Monday, May 24, 2010

How Hardware Virtualization Works (Part 1)


Zilch. Nada. Nothing. Rien.

That's the best approximation to the intrinsic overhead for computer hardware virtualization, with the most modern hardware and adequate resources. Judging from comments and discussions I've seen, there are many people who don't understand this. It is possible to find many explanations of hardware virtualization all over the Internet and, of course, in computer science courses. Apparently, though, they don't stick, or aren't approachable enough. So I'll try to explain in this multi-part series of posts how this trick is pulled off.

This discussion is actually a paper that has been published as a single piece in the proceedings of CloudViews – Cloud Computing Conference 2009, the 2nd Cloud Computing International Conference, held may 20-21 in Porto, Portugal. I was planning to attend and discuss it as a talk, but unfortunately other things intervened and I could not attend.

Before talking about how hardware virtualization works, let's put it in context with cloud computing and other forms of virtualization.

Virtualization and Cloud Computing

Virtualization is not a mathematical prerequisite for cloud computing; there are cloud providers who do serve up whole physical servers on demand. However, it is very common, for two reasons:

First, it is an economic requirement. Cloud installations without virtualization are like corporate IT shops prior to virtualization; there, the average utilization of commodity and RISC/UNIX servers is about 12%. (While this seems insanely low, there is a lot of data supporting that number.) If a cloud provider could only hope for 12% utilization at best, when all servers were used, the provider will have to charge a price above that of competitors who use virtualization. That can be a valid business model, and has advantages (like somewhat greater consistency of in what's provided) and customers who prefer it, but the majority of vendors have opted for the lower-price route.

Second, it is a management requirement. One of the key things virtualization does is reduce a running computer system to a big bag of bits, which can then be treated like any other bag o' bits. Examples: It can be filed, or archived; it can be restarted after being filed or archived; it can be moved to a different physical machine; and it can be used as a template to make clones, additional instances of the same running system, thus directly supporting one of the key features of cloud computing: elasticity, expansion on demand.
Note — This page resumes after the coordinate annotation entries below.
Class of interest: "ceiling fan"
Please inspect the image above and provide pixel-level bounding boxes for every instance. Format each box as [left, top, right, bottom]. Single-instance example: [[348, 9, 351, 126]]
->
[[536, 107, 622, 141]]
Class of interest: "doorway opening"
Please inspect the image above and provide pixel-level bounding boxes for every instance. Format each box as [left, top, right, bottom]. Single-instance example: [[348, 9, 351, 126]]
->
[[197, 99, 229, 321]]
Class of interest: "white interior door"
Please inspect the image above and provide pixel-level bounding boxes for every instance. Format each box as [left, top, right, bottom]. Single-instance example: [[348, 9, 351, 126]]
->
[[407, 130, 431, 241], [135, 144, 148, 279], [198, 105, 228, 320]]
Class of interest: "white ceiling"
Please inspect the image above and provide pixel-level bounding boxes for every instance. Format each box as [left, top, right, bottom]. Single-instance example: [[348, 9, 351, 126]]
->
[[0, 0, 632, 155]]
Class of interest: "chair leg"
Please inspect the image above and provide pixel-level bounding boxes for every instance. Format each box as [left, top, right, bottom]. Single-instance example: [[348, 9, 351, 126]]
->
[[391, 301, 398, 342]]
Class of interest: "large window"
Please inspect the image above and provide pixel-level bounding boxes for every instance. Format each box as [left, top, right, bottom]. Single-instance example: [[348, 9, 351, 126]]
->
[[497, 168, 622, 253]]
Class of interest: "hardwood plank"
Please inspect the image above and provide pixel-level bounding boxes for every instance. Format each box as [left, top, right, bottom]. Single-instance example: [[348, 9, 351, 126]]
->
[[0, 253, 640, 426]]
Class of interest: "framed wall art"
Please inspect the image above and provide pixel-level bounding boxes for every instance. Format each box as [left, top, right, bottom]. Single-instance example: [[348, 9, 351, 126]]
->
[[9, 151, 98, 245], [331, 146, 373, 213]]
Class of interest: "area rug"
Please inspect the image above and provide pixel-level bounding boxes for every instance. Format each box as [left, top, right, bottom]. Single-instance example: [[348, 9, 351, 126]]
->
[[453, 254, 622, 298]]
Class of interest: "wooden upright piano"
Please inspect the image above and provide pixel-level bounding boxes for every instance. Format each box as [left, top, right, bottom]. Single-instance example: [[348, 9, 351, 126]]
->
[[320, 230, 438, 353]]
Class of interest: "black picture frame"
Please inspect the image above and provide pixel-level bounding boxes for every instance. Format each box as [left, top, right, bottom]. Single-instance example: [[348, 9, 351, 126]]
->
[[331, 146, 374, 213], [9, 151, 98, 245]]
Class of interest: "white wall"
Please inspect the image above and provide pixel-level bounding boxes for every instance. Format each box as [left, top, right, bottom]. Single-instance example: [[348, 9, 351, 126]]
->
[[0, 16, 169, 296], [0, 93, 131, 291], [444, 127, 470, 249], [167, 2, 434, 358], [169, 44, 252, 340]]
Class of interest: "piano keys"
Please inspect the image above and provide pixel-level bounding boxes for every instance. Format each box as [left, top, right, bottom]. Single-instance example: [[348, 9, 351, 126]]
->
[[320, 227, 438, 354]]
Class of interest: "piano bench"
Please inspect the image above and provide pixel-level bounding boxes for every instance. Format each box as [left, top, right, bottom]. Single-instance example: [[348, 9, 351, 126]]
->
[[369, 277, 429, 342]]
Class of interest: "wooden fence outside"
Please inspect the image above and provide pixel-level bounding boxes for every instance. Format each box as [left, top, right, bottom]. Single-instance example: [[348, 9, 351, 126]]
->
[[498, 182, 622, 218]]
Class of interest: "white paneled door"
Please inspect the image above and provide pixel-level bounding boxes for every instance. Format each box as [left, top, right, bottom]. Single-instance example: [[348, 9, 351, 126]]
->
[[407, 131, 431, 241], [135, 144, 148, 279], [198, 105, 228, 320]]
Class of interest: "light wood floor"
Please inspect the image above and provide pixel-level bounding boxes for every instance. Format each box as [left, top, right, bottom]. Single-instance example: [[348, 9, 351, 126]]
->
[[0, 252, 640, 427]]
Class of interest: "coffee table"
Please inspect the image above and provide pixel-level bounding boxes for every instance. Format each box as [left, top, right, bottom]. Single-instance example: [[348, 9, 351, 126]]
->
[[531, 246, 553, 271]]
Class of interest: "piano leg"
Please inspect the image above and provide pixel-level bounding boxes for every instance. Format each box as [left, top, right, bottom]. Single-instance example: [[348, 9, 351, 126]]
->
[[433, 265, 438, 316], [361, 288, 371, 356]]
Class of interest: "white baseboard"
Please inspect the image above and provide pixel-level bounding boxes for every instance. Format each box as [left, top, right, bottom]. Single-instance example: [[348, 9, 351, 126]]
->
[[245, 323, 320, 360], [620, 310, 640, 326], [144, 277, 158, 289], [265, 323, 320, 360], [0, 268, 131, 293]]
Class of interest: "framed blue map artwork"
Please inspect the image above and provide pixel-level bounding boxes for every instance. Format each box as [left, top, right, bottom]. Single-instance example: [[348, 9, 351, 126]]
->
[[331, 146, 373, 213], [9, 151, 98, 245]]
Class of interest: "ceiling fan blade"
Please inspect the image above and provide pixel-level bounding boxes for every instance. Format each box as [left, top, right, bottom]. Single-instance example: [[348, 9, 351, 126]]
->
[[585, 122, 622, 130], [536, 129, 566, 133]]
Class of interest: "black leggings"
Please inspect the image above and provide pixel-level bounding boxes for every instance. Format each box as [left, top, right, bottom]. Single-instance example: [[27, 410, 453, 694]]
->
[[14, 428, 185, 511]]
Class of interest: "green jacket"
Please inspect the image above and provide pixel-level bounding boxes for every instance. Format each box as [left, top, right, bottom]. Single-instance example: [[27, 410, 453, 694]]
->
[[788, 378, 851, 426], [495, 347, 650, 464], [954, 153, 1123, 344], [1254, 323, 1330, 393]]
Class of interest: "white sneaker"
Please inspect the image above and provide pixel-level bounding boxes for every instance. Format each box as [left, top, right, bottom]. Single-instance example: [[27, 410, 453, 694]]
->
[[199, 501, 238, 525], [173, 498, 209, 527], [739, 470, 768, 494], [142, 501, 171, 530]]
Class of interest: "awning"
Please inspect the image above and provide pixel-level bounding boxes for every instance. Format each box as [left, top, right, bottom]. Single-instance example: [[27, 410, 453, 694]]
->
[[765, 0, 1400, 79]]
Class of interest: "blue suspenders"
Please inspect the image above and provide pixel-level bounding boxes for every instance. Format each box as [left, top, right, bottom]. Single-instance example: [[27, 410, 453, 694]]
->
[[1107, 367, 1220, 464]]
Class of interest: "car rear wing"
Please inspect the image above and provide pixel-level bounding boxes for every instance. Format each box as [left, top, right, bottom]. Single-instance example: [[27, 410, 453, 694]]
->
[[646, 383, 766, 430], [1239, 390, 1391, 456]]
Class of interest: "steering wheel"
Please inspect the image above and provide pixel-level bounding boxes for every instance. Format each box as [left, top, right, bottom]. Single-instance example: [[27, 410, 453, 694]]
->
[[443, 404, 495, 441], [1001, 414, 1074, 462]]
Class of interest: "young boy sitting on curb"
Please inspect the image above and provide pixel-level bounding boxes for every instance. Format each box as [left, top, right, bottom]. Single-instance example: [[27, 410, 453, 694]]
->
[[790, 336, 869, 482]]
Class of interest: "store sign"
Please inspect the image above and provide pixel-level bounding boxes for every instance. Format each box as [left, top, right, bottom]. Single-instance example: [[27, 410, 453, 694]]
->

Notice that I claimed the above advantages for virtualization in general, not just the hardware virtualization that creates a virtual computer. Virtual computers, or "virtual machines," are used by Amazon AWS and other providers of Infrastructure as a Service (IaaS); they lease you your own complete virtual computers, on which you can load and run essentially anything you want.

In contrast, systems like Google App Engine and Microsoft Azure provide you with complete, isolated, virtual programming platform – a Platform as a Service (PaaS). This removes some of the pain of use, like licensing, configuring and maintaining your own copy of an operating system, possibly a database system, and so on. However, it restricts you to using their platform, with their choice of programming languages and services.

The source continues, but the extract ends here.